Poi, rivolgendosi ad Alfano, il presidente dei giornalisti siciliani ha aggiunto: “Signor Ministro, questa è la casa dei giornalisti ed è anche la vostra casa, è abitata da giornalisti che tengono stretti il bene più prezioso che la nostra categoria possiede: la libertà di stampa. Giornalisti che non si sono fermati davanti alla mafia, all’arroganza della politica e degli editori. Oggi con l’arrivo della stazione dei Carabinieri e della Casa Comune assegnata al Sindaco di Palermo, questo complesso diventerà una cittadella della legalità”.

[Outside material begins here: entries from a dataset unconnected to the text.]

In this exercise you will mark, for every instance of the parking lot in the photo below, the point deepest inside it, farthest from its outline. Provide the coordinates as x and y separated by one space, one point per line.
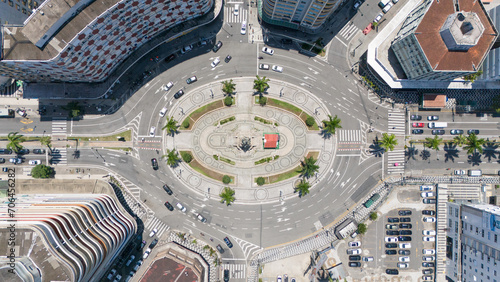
401 219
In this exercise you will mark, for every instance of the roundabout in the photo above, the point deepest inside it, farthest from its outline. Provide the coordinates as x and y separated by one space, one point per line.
247 140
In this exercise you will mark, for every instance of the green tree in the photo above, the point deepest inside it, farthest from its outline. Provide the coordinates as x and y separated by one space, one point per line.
474 144
362 228
303 188
227 196
171 126
331 125
388 142
172 158
228 87
42 171
15 141
309 167
261 181
459 140
260 84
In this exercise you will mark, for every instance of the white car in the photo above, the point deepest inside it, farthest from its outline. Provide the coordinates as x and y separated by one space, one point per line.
355 244
427 194
277 68
153 232
429 219
163 112
391 239
168 86
404 259
267 51
215 62
429 232
428 252
404 245
244 28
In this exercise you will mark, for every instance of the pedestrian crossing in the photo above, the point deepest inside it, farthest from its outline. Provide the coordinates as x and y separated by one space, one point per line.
396 161
236 271
230 17
154 222
348 31
396 122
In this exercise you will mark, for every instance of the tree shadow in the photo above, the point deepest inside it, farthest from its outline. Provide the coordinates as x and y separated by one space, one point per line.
474 159
451 152
490 151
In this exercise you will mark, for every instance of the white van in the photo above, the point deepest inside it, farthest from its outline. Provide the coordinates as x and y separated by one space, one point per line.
437 125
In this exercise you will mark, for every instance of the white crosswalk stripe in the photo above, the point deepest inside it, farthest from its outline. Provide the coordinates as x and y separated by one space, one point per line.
350 135
393 158
348 31
154 222
236 271
396 122
231 18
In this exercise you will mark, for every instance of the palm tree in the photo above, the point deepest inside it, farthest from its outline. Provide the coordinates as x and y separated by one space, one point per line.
172 158
171 126
15 141
228 87
260 84
303 188
388 142
460 140
330 125
309 167
227 196
474 144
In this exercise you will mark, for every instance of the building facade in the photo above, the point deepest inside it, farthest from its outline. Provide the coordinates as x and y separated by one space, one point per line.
84 41
297 14
443 40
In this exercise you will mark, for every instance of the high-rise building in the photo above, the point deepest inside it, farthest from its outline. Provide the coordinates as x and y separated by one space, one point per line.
84 41
443 40
297 14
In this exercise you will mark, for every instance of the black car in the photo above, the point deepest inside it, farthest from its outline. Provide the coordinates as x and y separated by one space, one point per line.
228 243
473 131
404 252
428 212
405 232
404 212
153 244
392 271
438 132
169 206
354 258
170 58
404 238
154 163
417 131
167 189
405 225
178 94
217 47
39 151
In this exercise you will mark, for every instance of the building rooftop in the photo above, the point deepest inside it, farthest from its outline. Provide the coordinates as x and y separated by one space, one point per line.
442 58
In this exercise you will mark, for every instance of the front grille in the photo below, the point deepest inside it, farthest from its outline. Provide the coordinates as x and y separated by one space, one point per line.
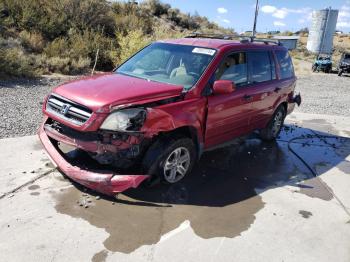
68 110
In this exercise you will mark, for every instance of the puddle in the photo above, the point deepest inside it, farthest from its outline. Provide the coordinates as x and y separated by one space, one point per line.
314 187
33 187
218 199
100 256
305 214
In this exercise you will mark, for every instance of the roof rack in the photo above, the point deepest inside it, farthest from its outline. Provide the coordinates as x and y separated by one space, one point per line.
211 36
243 39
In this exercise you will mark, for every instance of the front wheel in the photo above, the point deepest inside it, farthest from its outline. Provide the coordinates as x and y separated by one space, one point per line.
273 128
170 160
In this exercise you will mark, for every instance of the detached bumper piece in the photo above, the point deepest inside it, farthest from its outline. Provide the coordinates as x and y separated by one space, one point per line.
297 99
103 181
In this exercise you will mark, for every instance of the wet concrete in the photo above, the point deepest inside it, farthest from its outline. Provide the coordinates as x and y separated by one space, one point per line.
305 214
33 187
218 199
314 187
100 256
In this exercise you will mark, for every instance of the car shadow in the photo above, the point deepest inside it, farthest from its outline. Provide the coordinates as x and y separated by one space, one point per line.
222 195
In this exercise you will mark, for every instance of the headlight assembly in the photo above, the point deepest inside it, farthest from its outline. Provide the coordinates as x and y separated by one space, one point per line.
130 119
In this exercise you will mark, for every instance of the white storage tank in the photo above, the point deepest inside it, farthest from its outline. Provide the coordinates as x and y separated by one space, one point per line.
322 30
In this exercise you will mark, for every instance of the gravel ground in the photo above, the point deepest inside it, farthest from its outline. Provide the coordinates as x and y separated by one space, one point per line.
324 94
20 105
20 100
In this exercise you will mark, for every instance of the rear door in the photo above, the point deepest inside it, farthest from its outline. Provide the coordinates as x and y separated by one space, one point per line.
264 86
228 114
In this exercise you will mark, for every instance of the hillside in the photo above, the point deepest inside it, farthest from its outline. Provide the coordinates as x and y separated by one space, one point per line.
62 36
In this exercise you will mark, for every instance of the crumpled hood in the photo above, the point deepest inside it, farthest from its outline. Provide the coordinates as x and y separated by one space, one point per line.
106 90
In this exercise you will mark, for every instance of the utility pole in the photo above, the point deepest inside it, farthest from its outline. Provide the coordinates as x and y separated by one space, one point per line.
255 18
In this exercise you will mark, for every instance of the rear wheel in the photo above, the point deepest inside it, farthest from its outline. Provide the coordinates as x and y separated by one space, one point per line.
170 160
273 128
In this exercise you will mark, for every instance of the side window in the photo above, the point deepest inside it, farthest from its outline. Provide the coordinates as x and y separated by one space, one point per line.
234 68
260 66
285 62
273 66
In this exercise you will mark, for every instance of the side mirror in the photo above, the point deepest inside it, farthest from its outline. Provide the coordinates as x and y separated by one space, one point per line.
223 87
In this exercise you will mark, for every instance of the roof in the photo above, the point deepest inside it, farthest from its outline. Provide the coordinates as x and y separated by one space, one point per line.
203 42
210 42
283 37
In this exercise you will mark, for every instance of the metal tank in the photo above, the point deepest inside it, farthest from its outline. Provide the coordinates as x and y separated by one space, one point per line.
322 29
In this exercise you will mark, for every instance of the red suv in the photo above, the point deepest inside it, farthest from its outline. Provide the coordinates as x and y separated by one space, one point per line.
156 114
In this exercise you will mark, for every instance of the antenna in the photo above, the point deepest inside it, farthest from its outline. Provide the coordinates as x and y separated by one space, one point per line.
255 17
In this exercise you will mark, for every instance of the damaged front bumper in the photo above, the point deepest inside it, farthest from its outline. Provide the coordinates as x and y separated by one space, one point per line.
103 181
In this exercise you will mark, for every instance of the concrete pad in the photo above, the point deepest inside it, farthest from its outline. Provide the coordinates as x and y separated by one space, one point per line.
258 202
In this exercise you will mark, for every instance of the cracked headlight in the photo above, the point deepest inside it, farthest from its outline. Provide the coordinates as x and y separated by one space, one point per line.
130 119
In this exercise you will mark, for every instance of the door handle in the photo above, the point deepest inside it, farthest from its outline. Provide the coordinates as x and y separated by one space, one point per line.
247 97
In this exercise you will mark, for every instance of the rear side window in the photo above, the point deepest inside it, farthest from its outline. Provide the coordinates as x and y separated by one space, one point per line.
260 66
234 68
285 63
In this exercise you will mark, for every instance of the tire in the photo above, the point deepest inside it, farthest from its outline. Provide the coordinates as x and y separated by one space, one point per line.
273 128
170 160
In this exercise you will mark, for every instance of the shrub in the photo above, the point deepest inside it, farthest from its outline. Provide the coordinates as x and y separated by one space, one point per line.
32 41
13 62
130 44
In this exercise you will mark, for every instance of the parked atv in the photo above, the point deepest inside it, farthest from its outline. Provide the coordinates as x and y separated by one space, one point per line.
344 64
322 63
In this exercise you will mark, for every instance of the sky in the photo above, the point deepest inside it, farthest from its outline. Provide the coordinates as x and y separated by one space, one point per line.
273 14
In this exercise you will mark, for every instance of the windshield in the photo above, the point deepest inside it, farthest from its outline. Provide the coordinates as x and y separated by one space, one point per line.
169 63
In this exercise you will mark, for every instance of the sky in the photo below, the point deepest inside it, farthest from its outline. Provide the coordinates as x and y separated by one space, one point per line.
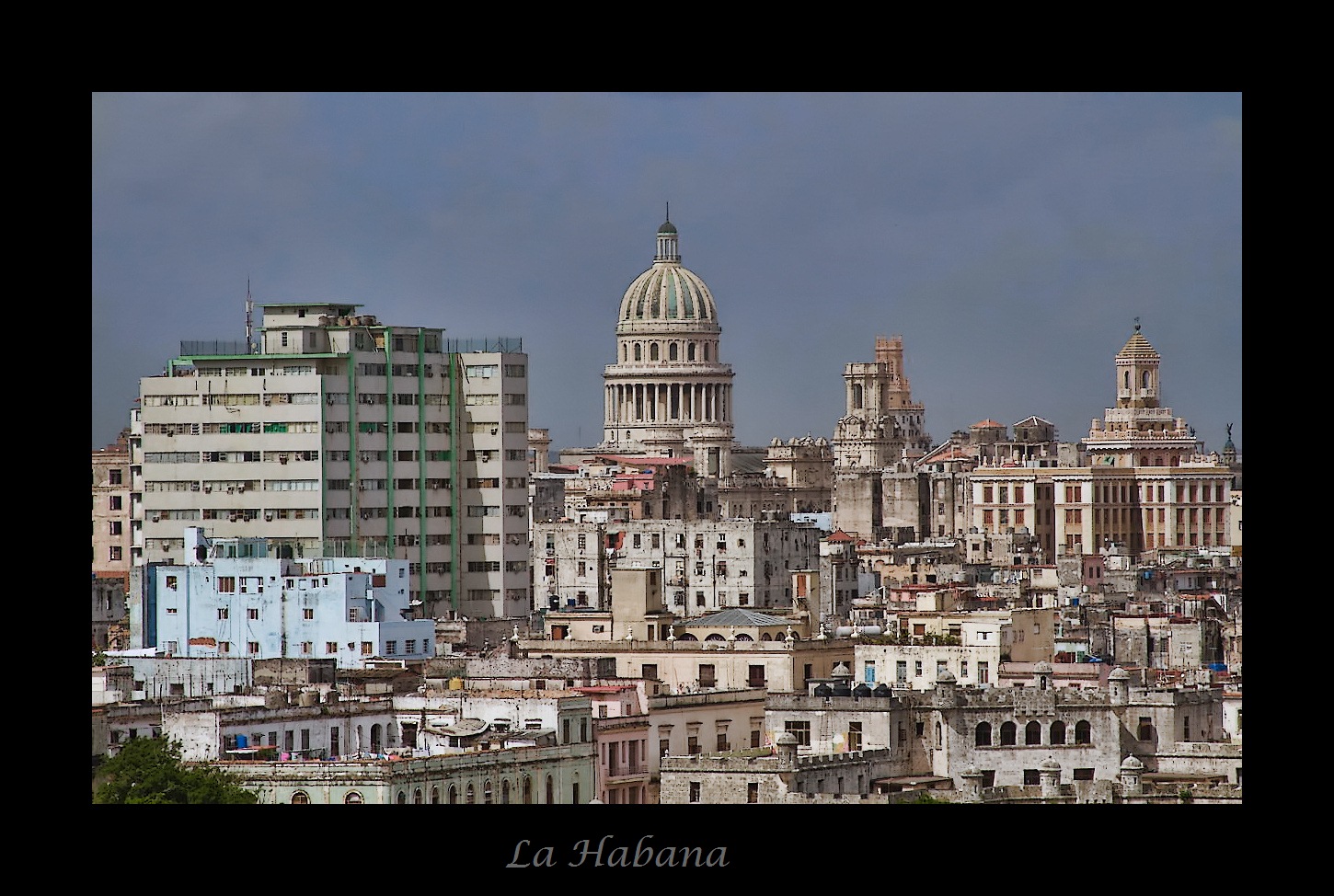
1010 239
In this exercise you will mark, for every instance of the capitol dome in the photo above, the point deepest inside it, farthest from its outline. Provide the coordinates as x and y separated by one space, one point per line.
667 291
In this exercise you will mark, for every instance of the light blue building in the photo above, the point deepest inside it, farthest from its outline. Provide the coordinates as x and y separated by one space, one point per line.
233 600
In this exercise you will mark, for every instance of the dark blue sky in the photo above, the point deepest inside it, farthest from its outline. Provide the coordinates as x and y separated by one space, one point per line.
1011 239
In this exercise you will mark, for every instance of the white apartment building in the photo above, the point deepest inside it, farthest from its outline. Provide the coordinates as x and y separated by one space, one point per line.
332 435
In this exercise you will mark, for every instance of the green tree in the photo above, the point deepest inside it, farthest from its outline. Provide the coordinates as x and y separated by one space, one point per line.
150 770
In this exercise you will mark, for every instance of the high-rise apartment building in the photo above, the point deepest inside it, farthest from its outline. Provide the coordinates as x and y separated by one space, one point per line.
329 433
669 394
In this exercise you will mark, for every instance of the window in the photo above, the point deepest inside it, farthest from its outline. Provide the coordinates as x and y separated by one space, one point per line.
800 729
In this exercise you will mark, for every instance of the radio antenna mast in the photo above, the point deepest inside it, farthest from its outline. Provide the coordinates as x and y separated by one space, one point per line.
249 328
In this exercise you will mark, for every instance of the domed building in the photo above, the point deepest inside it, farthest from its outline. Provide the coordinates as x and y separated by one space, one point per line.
669 394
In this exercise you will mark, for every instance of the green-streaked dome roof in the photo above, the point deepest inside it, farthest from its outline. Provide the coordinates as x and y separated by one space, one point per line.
667 291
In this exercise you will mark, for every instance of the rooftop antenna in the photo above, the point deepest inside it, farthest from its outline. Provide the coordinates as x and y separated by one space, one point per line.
249 328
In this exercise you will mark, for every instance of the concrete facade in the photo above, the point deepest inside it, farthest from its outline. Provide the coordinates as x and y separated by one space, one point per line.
231 600
334 435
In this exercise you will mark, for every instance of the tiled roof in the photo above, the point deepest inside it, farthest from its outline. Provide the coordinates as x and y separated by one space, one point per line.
735 616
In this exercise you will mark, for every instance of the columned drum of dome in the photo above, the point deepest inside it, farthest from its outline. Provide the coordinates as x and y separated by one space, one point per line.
669 394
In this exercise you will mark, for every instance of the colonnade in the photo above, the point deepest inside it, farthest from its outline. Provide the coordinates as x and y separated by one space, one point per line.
646 403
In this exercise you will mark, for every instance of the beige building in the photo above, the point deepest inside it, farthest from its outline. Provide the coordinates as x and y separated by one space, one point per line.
669 392
880 428
1146 486
329 433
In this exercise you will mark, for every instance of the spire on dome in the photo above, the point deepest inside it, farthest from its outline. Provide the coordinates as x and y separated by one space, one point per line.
667 246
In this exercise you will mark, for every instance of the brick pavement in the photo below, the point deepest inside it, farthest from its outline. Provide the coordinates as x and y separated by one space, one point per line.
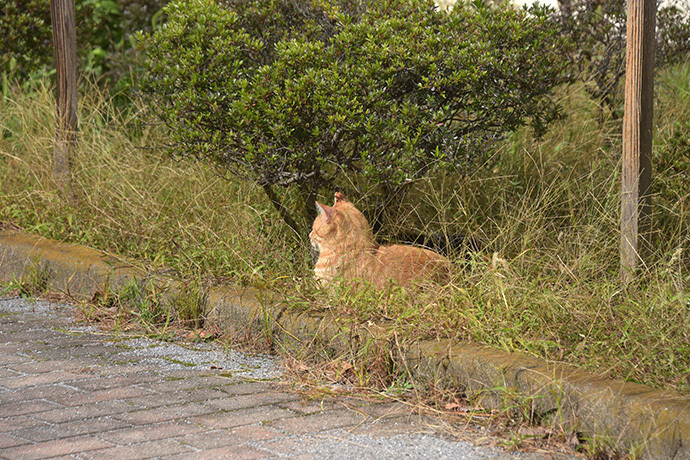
67 394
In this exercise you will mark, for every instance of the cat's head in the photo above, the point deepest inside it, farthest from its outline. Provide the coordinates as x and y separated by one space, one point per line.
337 222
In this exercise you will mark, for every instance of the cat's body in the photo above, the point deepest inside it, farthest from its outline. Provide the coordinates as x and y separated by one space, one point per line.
347 250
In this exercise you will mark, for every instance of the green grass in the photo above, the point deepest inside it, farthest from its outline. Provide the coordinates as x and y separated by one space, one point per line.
547 210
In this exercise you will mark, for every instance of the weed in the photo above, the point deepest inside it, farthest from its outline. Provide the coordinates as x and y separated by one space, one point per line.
547 208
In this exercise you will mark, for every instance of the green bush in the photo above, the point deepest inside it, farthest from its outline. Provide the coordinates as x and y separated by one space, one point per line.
597 29
293 93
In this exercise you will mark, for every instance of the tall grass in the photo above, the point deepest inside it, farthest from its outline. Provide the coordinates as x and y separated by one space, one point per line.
547 211
131 199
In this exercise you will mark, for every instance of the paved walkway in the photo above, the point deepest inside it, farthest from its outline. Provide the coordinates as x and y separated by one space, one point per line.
67 391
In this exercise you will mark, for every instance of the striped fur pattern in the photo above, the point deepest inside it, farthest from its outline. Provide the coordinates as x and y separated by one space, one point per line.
348 251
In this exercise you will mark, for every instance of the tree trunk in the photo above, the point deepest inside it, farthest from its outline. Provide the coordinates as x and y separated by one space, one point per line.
637 135
63 20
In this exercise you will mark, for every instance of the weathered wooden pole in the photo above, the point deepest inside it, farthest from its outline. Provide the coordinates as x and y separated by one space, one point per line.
63 18
637 135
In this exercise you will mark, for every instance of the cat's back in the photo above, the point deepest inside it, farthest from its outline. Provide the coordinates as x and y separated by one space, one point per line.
408 264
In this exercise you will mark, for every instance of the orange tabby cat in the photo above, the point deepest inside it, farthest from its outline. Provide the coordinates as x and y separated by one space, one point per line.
347 249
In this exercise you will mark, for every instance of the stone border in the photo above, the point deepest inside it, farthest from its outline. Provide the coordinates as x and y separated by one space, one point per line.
652 422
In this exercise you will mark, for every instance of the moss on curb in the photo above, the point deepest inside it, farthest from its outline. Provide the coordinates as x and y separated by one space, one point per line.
624 414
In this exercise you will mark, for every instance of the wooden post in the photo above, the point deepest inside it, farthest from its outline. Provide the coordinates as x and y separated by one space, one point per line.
62 16
637 134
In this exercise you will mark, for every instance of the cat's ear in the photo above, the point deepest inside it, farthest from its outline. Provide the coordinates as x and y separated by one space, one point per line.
340 197
327 211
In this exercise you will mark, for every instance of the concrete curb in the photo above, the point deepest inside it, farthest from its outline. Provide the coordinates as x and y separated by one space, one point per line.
654 423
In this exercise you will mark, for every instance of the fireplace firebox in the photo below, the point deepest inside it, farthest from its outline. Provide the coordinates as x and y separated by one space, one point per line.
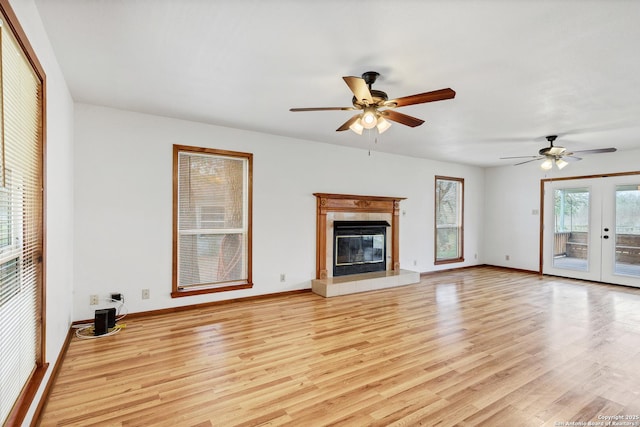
359 247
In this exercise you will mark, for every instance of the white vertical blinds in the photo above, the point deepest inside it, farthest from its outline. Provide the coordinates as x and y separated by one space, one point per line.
212 220
20 220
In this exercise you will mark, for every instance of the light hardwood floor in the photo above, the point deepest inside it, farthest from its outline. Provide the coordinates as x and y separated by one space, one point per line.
478 346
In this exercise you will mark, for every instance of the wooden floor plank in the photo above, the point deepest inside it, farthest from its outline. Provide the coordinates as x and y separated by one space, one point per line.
478 346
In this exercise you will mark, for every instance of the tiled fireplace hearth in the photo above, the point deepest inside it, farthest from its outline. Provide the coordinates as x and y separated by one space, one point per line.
358 210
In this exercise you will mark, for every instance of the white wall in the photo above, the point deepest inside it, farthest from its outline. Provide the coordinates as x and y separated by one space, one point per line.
59 190
123 205
513 193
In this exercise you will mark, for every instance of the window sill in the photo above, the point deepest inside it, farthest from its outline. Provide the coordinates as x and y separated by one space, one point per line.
448 261
202 291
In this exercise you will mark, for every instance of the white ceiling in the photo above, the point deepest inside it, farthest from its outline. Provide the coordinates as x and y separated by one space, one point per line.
521 69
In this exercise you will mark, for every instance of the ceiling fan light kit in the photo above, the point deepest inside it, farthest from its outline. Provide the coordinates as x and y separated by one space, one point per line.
370 101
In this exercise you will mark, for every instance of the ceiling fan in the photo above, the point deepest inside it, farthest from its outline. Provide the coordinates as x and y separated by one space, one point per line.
377 108
560 156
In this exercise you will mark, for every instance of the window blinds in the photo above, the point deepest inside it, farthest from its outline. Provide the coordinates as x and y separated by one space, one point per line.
20 220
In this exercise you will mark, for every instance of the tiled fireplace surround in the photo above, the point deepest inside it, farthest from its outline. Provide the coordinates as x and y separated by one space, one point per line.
344 207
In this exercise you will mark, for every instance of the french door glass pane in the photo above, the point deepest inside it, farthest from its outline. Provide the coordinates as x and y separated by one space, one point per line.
571 228
627 230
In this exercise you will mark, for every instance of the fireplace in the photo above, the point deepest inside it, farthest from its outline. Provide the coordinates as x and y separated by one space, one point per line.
337 208
359 247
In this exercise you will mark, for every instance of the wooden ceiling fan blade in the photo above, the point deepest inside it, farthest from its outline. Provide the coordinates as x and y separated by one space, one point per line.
521 157
571 158
421 98
528 161
359 88
345 125
322 109
401 118
595 151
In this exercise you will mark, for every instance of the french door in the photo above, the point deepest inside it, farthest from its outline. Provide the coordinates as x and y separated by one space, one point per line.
592 229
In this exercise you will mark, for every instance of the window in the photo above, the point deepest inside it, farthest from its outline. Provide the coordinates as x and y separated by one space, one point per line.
212 220
22 111
449 220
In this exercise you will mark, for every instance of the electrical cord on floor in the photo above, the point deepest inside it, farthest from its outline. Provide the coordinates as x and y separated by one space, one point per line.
86 331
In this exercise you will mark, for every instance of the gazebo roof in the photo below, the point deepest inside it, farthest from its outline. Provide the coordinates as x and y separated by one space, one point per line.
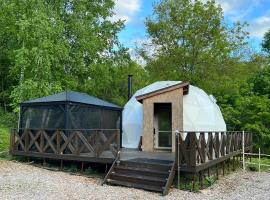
71 96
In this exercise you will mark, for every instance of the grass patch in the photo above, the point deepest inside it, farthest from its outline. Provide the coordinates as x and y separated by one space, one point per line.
4 139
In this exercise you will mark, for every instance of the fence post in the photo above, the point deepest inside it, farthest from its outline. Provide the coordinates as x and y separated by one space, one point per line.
243 150
259 159
177 157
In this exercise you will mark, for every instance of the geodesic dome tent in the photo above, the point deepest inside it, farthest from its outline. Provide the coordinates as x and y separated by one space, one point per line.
69 110
200 113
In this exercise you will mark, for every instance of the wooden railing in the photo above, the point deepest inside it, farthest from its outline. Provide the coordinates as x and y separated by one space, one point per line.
81 142
195 148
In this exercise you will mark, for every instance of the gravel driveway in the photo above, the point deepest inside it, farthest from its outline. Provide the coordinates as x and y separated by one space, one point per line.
22 181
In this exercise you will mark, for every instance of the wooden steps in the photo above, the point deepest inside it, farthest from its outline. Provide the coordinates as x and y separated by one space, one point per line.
142 174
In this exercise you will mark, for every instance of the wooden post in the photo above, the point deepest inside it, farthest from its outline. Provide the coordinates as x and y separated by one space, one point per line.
223 168
26 141
243 150
177 157
82 166
58 148
193 181
233 163
259 159
61 165
192 149
42 141
200 180
76 144
217 144
118 140
210 139
12 141
217 170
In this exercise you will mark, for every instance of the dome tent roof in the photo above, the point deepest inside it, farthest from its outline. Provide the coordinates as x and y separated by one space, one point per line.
200 112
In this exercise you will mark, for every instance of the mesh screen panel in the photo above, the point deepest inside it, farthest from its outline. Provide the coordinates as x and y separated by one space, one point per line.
50 117
78 117
88 117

Il Sindaco Leoluca Orlando si è detto soddisfatto di essere in questa sede “per registrare come questa città sia passata da un tempo in cui la mafia governava e uccideva, ad una mafia che non governa più, ma che esiste ancora e che è profondamente cambiata per effetto dei successi dello Stato. Certamente essere qui è il successo nei confronti della mafia verticale. Credo che stiamo passando dalla legalità del diritto alla legalità dei diritti. La legalità dei diritti di sicurezza, espressa dalla presenza dell’Arma dei Carabinieri, la legalità di libertà espressa dalla casa dei giornalisti, la legalità dei diritti di cittadinanza espressi dalla Casa Comune che è stata consegnata al Comune”.
“Caro Ministro – ha affermato Orlando – esprimo tutto l’apprezzamento per l’orientamento che adesso si apre per l’utilizzo dei beni confiscati alla mafia per fronteggiare l’emergenza abitativa delle grandi città: si risponde così al diritto alla casa. Non potrei chiudere questo mio intervento ed essere a posto con la mia coscienza se non richiamassi l’impegno del Ministero degli Interni e del Prefetto Morcone e dei Comuni italiani per il diritto alla vita dei migranti che sono esseri umani e non cose. Migranti che si accolgono quando in Valle d’Aosta si lavora in nero e non si accolgono”.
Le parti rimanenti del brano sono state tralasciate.